Artificial intelligence is accelerating infrastructure development at a pace few communities have experienced before.

Across the United States, large-scale AI training facilities, often described as “AI factories”, are being planned or built to support the next generation of computing demand. These projects are significant in scale, capital intensity, and resource requirements. They are also capturing the majority of public attention.

But they are only one layer of a much larger infrastructure evolution. Due to the lack of a national vision for AI factory development, there is fear that we may be overbuilding AI factories today. And, we have not yet even begun to plan for the inference infrastructure communities will need at the edge.

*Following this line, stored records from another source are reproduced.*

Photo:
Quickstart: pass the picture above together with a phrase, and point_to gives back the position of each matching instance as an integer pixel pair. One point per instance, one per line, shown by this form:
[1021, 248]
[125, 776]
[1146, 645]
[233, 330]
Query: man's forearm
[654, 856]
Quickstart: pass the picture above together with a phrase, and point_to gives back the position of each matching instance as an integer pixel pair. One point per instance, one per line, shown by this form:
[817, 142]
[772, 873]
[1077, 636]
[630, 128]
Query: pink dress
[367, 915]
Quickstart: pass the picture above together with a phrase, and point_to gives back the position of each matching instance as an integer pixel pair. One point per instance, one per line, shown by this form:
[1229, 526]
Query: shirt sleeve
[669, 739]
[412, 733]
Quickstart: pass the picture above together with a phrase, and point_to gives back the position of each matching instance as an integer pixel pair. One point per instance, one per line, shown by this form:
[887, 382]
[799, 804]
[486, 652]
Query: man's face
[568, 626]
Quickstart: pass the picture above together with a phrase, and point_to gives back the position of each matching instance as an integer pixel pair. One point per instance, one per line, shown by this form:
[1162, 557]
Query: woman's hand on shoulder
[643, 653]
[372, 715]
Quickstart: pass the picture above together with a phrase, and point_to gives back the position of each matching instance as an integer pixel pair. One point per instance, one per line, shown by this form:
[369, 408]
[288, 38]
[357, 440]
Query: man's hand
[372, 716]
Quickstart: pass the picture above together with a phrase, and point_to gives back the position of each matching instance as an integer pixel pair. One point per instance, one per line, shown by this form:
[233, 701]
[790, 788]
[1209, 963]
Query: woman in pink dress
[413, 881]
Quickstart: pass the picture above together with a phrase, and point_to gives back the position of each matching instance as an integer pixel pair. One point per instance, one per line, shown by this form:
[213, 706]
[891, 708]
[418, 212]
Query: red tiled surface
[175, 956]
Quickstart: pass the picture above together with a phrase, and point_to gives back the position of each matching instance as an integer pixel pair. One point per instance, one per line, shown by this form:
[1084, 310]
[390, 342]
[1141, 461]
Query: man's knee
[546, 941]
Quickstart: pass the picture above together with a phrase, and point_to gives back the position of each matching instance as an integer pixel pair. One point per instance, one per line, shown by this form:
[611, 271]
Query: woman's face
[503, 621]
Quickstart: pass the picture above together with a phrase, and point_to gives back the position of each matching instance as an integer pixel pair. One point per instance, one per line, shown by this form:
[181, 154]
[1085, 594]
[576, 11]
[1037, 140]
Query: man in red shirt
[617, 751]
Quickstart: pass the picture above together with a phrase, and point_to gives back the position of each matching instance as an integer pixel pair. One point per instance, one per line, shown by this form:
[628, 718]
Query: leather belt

Training facilities represent centralized computers, the environments where massive models are developed and refined. Yet the real economic transformation enabled by artificial intelligence will increasingly occur at the inference layer, or edge, where AI capabilities are deployed closer to businesses, public services, and everyday life.

This shift will require a more distributed infrastructure landscape.

Edge nodes, regional data centers, connectivity hubs, and specialized facilities supporting robotics, healthcare innovation, smart city platforms, and industrial automation will all play a role. Communities that focus exclusively on attracting hyperscale projects without considering how these layers interconnect may find themselves unprepared for the broader digital economy.

Infrastructure strategy, therefore, cannot be defined by individual projects alone.

It must be guided by architecture.

This is particularly important because investment cycles in emerging technologies rarely unfold evenly. Periods of rapid buildout in one segment can create perceptions of overcapacity, while adjacent segments remain underdeveloped. Without holistic planning, regions may overbuild centralized capacity while failing to support distributed innovation ecosystems that ultimately drive sustained economic value.

The time horizon also matters. This is not about the next year or the next project,  it’s about where communities will be competitive ten years from now.

Infrastructure decisions made today will influence workforce development, business attraction, real estate markets, and public service modernization for decades. Yet many communities are evaluating proposals in isolation, without frameworks that help them understand how different infrastructure types contribute to long-term economic positioning.

This is one of the reasons strategic planning efforts are becoming increasingly important.

Through the work of the OIX Associations Digital Infrastructure Framework Committee (DIFC), there is growing recognition that municipalities need guidance not only on whether to support development,  but on how to think about infrastructure layering, sequencing, and regional coordination.

Digital infrastructure is not monolithic. It is an evolving system of interconnected assets that must be aligned with community priorities, sustainability considerations, and economic aspirations.

Engagement models must evolve alongside this complexity. Helping communities help themselves is the most effective engagement strategy.

When local leaders are equipped with architectural awareness, understanding the relationship between centralized compute, distributed deployment, connectivity networks, and sector-specific applications, they are better positioned to make confident, strategic decisions.

The goal is not to predict exactly how technology adoption will unfold. It is to ensure communities are prepared to participate in that evolution rather than reacting to it.

AI will not reshape only one industry or one region. It will influence how cities operate, how healthcare is delivered, how transportation systems function, and how businesses compete globally.

Communities that adopt a layered infrastructure vision will be better positioned to capture these opportunities.

Those that do not may struggle to keep pace.

Planning for digital infrastructure is no longer just about capacity. It is about architecture.